Treatment Options For Male Pattern Baldness
Written by Male Pattern Baldness Writer on December 9th, 2008male pattern baldness will affect greater than 50% of men by the age of 50. The baldness treatment industry is worth about US $1 billion per year. From the 1980s, the use of drugs has increasingly become a realistic option for male pattern baldness treatment. The increasing understanding of the function of the hormone dihydrotestosterone (DHT) in male pattern baldness has led to drugs that intervene to prevent DHT from acting on hair follicles.
A large amount of funding is devoted to research into scientifically proven male pattern baldness treatments. This has resulted in breakthroughs involving stem cells and hair multiplication.
While it is easier to prevent healthy hair falling out than to regrow hair in already dormant follicles, there are products that have good success rates with regrowth. These including finasteride (marketed in the U.S. as Propecia) and minoxidil (marketed in the U.S. as Rogaine, and outside the U.S. as Regaine).

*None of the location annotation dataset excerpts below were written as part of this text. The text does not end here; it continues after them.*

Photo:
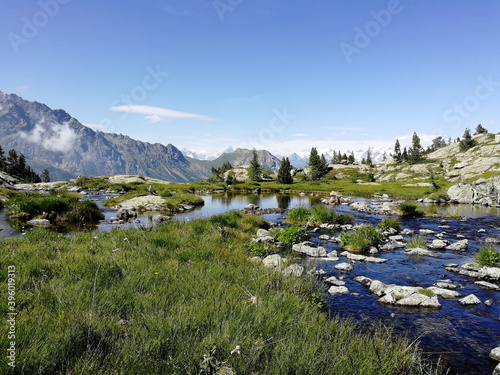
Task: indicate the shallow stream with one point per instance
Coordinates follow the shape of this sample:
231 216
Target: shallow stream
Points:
461 336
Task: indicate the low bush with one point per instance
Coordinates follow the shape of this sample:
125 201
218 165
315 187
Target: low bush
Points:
409 210
389 222
362 239
293 234
319 214
417 242
488 256
260 249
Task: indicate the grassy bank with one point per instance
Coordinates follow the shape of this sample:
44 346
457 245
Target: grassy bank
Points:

Hair multiplication and hair cloning, which extracts hair follicle stem cells, multiplies them in the lab, and injects them into the scalp, has been shown to work in mice. This treatment is currently under development and expected to be available to the public sometime in 2009-2015. Advanced versions of the treatment have expectations of being able to cause hair follicle stem cells to signal the surrounding dormant hair follicles to rejuvenate.